Yang Jing-Hua, Chen Chuan, Dai Hong-Ning, Ding Meng, Wu Zhe-Bin, Zheng Zibin
IEEE Trans Neural Netw Learn Syst. 2024 Jul;35(7):8839-8853. doi: 10.1109/TNNLS.2022.3215983. Epub 2024 Jul 8.
Tensor analysis has received widespread attention in high-dimensional data learning. Unfortunately, the tensor data are often accompanied by arbitrary signal corruptions, including missing entries and sparse noise. How to recover the characteristics of the corrupted tensor data and make it compatible with the downstream clustering task remains a challenging problem. In this article, we study a generalized transformed tensor low-rank representation (TTLRR) model for simultaneously recovering and clustering the corrupted tensor data. The core idea is to find the latent low-rank tensor structure from the corrupted measurements using the transformed tensor singular value decomposition (SVD). Theoretically, we prove that TTLRR can recover the clean tensor data with a high probability guarantee under mild conditions. Furthermore, by using the transform adaptively learning from the data itself, the proposed TTLRR model can approximately represent and exploit the intrinsic subspace and seek out the cluster structure of the tensor data precisely.
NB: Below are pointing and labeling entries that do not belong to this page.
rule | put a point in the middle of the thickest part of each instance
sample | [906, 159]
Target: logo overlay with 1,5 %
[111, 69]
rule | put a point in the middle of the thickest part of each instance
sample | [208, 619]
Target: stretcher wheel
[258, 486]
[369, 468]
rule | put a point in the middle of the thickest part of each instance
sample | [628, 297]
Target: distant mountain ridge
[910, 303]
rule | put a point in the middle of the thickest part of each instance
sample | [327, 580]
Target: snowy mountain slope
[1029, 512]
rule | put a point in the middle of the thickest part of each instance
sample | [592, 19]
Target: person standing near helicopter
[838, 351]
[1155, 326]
An effective algorithm is designed to solve the proposed model under the alternating direction method of multipliers (ADMMs) algorithm framework. The effectiveness and superiority of the proposed method against the compared methods are showcased over different tasks, including video/face data recovery and face/object/scene data clustering.
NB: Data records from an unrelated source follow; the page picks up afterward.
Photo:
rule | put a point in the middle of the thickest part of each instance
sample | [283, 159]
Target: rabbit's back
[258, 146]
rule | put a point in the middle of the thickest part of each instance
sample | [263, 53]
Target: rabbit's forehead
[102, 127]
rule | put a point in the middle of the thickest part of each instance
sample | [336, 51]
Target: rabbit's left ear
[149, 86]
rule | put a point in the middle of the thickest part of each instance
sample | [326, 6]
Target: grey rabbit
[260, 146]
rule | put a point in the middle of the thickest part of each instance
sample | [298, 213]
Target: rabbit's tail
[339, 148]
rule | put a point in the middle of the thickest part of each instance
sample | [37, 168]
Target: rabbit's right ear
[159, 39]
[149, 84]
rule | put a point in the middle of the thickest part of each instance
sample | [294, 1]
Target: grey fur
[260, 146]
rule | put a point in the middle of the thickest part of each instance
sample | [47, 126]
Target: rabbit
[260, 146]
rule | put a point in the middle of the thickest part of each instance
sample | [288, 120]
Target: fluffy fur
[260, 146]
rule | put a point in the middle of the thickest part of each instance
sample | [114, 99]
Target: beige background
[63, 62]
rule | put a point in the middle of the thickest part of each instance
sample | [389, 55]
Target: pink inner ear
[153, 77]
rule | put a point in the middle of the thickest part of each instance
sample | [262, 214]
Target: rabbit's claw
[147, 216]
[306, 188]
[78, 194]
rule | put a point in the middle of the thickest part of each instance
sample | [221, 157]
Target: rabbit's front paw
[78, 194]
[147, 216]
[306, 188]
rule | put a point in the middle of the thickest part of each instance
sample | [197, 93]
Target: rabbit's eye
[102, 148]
张量分析在高维数据学习中受到了广泛关注。不幸的是,张量数据常常伴随着任意的信号损坏,包括缺失数据项和稀疏噪声。如何恢复损坏的张量数据的特征并使其与下游聚类任务兼容仍然是一个具有挑战性的问题。在本文中,我们研究了一种广义变换张量低秩表示(TTLRR)模型,用于同时恢复和聚类损坏的张量数据。核心思想是使用变换张量奇异值分解(SVD)从损坏的测量值中找到潜在的低秩张量结构。从理论上讲,我们证明了在温和条件下,TTLRR能够以高概率保证恢复干净的张量数据。此外,通过使用从数据本身自适应学习的变换,所提出的TTLRR模型可以近似表示并利用内在子空间,并精确地找出张量数据的聚类结构。我们设计了一种有效的算法,在交替方向乘子法(ADMMs)算法框架下求解所提出的模型。在所提出的方法与比较方法的对比中,其有效性和优越性在不同任务中得到了展示,包括视频/面部数据恢复以及面部/物体/场景数据聚类。